|View of the volcano on the climb up|
I remembered my life-long dream (okay maybe not life-long) of one day returning to Nepal to climb up to the Mount Everest base camp. If I was ever going to do that, I needed to make sure I stay in shape. This might just be the type of challenge that my body needs right now. And being a self-proclaimed “very practical person”, if at some point I felt things were heading in a hazardous direction, I could just stop and not go further. The reasons were quickly stacking up in favor of climbing. And there was one over-arching reason above all that just could not be argued against: I wanted to see lava!
With the decision made, all I needed was a good pair of shoes (rubber soled shoes would melt I’d heard). A generous friend lent me her running shoes. They were two sizes bigger nonetheless they were a lot better than my sports sandals -- which would quickly get filled with ash. With little trepidation, I packed some snacks and water. After an hour and a half of driving to get to the starting point, we had barely gotten out of the van, when little kids selling wooden sticks came barging in through the windows. I bought one for 5 quetzales (about 60 cents) and marched on with my size nine shoes. The ascent was steeper than I expected, and oxygen was in short supply. Within the first five minutes I was completely breathless and wondering if I had made a good decision. I tried to take three breaths in for every two breaths out and avoided all conversation with anyone around me, since I couldn’t spare a single breath. The English guy, who was bent up on knowing where everyone was from, would just have to wait. :) I avoided all eye contact with him and strutted forward like a woman on a mission.
A huge ball of clouds followed overhead threatening to rain any second.

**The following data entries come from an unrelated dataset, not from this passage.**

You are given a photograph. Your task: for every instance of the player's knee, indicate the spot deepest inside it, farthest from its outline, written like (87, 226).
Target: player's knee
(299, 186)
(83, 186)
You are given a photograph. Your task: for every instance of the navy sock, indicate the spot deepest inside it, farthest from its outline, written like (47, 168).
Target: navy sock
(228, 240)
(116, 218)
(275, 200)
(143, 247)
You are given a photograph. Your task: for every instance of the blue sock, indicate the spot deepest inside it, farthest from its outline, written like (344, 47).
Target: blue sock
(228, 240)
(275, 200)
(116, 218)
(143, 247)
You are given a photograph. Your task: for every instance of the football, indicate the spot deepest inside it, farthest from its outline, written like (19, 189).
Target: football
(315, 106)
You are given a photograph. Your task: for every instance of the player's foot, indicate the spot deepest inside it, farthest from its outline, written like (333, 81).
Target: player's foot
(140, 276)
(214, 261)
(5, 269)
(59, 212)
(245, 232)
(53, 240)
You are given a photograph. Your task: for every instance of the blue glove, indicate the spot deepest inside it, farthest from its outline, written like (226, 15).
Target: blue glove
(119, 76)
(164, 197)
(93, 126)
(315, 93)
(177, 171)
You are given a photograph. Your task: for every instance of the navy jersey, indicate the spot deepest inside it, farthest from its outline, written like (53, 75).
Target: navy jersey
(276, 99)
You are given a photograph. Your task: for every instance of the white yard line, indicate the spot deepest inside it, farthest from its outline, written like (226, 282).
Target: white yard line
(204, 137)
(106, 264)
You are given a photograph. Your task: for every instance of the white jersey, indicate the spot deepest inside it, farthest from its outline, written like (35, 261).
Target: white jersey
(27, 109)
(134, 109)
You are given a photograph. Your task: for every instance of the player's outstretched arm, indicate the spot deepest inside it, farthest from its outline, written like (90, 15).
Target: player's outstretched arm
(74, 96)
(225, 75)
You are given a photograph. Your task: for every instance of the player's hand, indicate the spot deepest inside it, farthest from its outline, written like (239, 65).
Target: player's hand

And true to their word, ten minutes later they thunderously delivered on their promise. Everyone mumbled their surprise but kept moving along like troopers. I actually didn’t mind the coolness of the rain, being drenched was better than being hot and breathless. However, I did wonder about the effects lightning and thunder might have on an active volcano. Might not be a good combination to reckon with. Trying to be optimistic, I kept my thoughts to myself and focused on putting one size-nine foot in front of the other. If I could just get through the first half an hour, I would be fine. That’s about how long it takes for my heart to acclimatize to the steepness and the higher altitude. And then my trusted legs would carry me forward. At every twenty minute interval, men ready to rent out their horses waited preying on the hikers that had given up. With my sulfur-filled lungs, I tried not to huff and puff while passing them and put on my most courageous smile to let them know I would not be defeated. :)
Step after step I finally made it to the last half an hour -- to the ash part of the mountain, where formerly lava flowed, in some places as recently as ten days ago.
I’d never seen anything even remotely like this.
|Roasting marshmellows at the top of the volcano|
On the way back there were a few scraped elbows and bloody knees around but most people survived. The ash part is pretty sharp, so any little tumble led to cuts and scrapes. Mountains, I’ve always felt were not something to be “conquered” -- that’s the delusional Western ego talking, since it would only take a second for the mountain to toss you over to your descent. They are aged-old-masters who’ve lived long enough to teach you the lessons that you need to learn. You offer them your toil, your own sweat and they reveal to you the secrets of the universe. There are reasons why many sacred temples in the world are on top of mountains. I couldn’t help but feel reverential to the great volcano for letting me climb it and to push myself beyond the personal boundaries of my own mind (and body).